Eis sieht das entspannt: "Wir glauben, dass vier unterschiedliche Körpertypen einen Großteil der Bevölkerung in Deutschland abdecken können, die unterschiedlich schwer sind, die unterschiedlich liegen." Für ihn trägt der Service entscheidend zum Erfolg bei: "Deshalb sagen wir, dass der Kunde das Produkt zuhause in seiner normalen Schlafumgebung 100 Tage ausprobieren sollte. Wenn man auf die Kunden hört, wenn man denen einen tollen Service anbietet, dann wird man im Endeffekt auch langfristig erfolgreich sein."

Wirklich kontrovers wird das Gespräch abseits dieser Grundsatzfrage, als Impulse-Chefredakteur Nikolaus Förster nach den erheblichen Preisunterschieden der beiden Anbieter fragt. "Es gibt den Porsche, es gibt den VW Golf und es gibt den Fiat 500", erklärt Thomas. Alle diese Wagen hätten ihre Berechtigung, aber eben auch unterschiedliche Arten von Materialien, einen unterschiedlichen Forschungsaufwand, einen unterschiedlichen Individualisierungsgrad.

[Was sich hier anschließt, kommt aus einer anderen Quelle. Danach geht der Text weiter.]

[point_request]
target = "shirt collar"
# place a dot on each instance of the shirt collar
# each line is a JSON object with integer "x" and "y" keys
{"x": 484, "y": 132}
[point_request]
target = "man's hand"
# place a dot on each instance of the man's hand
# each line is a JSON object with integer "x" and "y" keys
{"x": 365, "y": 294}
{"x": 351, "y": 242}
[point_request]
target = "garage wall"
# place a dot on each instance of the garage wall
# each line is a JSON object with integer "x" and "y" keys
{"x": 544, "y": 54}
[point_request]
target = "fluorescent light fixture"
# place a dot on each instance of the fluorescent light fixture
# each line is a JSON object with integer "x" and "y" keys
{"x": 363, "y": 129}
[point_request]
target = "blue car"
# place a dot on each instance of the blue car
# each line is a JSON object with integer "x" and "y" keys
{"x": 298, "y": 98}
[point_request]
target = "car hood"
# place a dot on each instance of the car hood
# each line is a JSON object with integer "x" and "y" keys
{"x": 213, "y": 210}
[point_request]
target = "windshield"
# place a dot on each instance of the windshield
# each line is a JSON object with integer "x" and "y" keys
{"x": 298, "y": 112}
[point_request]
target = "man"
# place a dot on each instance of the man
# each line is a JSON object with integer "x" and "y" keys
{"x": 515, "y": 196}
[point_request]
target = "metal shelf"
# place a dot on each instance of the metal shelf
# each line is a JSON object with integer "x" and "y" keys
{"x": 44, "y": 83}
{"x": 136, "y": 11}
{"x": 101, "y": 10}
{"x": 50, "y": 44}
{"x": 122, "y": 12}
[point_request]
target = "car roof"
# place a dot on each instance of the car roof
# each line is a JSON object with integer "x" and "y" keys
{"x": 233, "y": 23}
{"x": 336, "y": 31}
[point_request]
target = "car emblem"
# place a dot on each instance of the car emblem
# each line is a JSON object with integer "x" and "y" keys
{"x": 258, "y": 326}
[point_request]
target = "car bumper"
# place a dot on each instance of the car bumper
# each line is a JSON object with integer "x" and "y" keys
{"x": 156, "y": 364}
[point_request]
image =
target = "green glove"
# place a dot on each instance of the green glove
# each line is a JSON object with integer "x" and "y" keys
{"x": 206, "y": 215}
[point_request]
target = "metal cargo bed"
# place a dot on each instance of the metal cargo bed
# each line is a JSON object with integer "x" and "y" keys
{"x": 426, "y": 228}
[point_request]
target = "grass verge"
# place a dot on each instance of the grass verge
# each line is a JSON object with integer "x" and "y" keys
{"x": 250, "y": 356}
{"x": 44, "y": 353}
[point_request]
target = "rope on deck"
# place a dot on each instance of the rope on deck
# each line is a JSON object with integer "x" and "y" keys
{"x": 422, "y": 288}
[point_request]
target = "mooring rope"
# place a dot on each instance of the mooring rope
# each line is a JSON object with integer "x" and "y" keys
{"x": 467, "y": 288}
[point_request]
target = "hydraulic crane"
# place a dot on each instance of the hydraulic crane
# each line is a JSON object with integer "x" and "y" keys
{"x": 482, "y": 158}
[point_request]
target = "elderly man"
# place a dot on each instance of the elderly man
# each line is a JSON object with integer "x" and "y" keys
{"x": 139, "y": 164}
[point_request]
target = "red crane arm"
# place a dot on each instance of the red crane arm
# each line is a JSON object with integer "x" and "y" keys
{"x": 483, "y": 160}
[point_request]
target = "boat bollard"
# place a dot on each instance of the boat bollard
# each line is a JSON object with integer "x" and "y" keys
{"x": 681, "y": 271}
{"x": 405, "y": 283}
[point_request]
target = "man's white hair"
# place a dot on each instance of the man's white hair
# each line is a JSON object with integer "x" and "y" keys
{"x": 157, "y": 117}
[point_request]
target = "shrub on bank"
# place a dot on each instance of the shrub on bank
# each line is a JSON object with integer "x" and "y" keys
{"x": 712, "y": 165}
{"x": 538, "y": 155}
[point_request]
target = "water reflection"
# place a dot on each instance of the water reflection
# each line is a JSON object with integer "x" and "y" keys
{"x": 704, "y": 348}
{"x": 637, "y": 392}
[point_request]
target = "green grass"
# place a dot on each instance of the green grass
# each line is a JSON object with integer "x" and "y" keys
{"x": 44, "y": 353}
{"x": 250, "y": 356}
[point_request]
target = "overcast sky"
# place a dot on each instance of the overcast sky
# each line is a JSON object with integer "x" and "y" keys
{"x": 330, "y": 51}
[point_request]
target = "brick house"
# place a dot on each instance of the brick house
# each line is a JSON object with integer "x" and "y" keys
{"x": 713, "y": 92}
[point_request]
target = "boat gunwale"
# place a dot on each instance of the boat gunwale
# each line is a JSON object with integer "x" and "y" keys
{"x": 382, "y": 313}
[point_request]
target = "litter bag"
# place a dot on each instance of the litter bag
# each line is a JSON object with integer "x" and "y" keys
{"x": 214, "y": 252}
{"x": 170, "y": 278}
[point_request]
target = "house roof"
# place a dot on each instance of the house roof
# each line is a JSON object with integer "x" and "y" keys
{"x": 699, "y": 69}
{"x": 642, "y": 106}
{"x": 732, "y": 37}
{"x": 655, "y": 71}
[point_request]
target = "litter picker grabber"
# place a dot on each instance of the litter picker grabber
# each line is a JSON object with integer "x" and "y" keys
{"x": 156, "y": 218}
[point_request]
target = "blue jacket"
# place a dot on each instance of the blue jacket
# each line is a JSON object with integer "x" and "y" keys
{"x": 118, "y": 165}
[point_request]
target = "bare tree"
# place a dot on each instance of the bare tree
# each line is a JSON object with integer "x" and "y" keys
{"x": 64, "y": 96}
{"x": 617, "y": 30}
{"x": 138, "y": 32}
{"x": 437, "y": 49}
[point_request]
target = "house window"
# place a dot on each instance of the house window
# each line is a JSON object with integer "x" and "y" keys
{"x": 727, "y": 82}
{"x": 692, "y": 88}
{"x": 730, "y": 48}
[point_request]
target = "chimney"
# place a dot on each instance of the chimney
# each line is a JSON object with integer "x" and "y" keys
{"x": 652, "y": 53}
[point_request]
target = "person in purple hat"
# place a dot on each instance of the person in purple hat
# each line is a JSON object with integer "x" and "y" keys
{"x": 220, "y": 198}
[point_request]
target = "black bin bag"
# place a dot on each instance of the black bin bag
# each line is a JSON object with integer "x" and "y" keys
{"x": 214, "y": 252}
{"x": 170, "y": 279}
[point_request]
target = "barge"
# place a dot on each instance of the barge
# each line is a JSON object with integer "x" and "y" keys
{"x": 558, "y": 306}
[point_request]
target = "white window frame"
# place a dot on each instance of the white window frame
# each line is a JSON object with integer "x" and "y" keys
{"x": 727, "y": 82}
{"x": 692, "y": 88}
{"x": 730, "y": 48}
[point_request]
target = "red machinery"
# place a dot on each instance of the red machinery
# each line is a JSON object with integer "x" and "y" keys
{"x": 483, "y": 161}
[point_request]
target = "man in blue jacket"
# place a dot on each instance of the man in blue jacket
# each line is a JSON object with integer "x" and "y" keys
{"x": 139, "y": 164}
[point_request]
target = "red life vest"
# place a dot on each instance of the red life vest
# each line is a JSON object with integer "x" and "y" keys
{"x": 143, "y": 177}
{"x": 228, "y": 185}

Eis kontert Richtung Thomas: "Wir glauben, dass die ganze Händlerstruktur extrem viel Marge mitnimmt. Die geben wir dem Kunden, und Sie dem Händler." Dies sei eine nette Legende, widerspricht Thomas: "Wenn ich mir Ihr Produkt angucke, dürften die Herstellkosten so um 75 bis 80 Euro liegen. Wenn ich das hochrechne würde ich sagen, haben wir beide am Ende eine relativ identische Marge." Doch der Casper-Chef bleibt dabei: "Ich glaube, der große Margenunterschied kommt daher, dass noch jemand mitverdienen muss."

Aus Sicht von Boris Thomas stellt sich für die gesamte Branche ein weiteres Problem: "Wir haben extrem lange Kaufintervalle." Da habe weder er noch ein Start-up wie Caspser im Moment eine Lösung. "Wie binde ich eigentlich einen Kunden über zehn Jahre an mich, bis die nächste Matratze fällig ist?" fragt Thomas. "Wir glauben, dass Kaufzyklen zu lösen sind", sagt Eis und ist sich mit Thomas einig: "Ganz entscheidend ist ein zufriedener Kunde. Und der wird einem anderen davon erzählen, wie zufrieden er war."

Doch wie spricht man diesen Kunden zeitgemäß an? "Ich weiß, wie unser Kunde tickt", verweist Boris Thomas auf die vielen Daten, die sein Unternehmen von den Käufern ihrer Matratzen erhebt. Der Casper-Ansatz ist anders: "Wir kommunizieren nicht klinisch, nicht über Rückenschmerzen", betont Eis. "Wir kommunizieren auch nicht über die Funktion der Matratze, weil wir glauben, dass so viel über Funktion gesprochen wurde, dass die Kunden das gar nicht verstehen. Unser Produkt ist für Leute, die Schlafen als Lifestyle-Element sehen."

Also alles nur eine Frage der Generationen? Boris Thomas blickt sehr genau auf den Kunden und die Konkurrenz: "Wir müssen schauen, wie sich Konsumgewohnheiten ändern. Da sind die Impulse aus dem Internetmarketing und aus dem eCommerce sehr, sehr spannend." Für Eis ist die Schlafbranche ein Markt, "in dem man extrem viel bewegen kann und der nach Veränderungen schreit. Und es ist auch ein Markt, bei dem Kunden in Deutschland einfach zu kurz gekommen sind in der Vergangenheit."

Womit am Ende die Gelassenheit zurückkehrt. "Im Moment hat noch niemand bewiesen, dass er mit reinen Online-Matratzen am Ende wirklich schwarze Zahlen schreibt", sagt Thomas. Das Ei des Kolumbus hat in diesem Bereich bis heute keiner gefunden."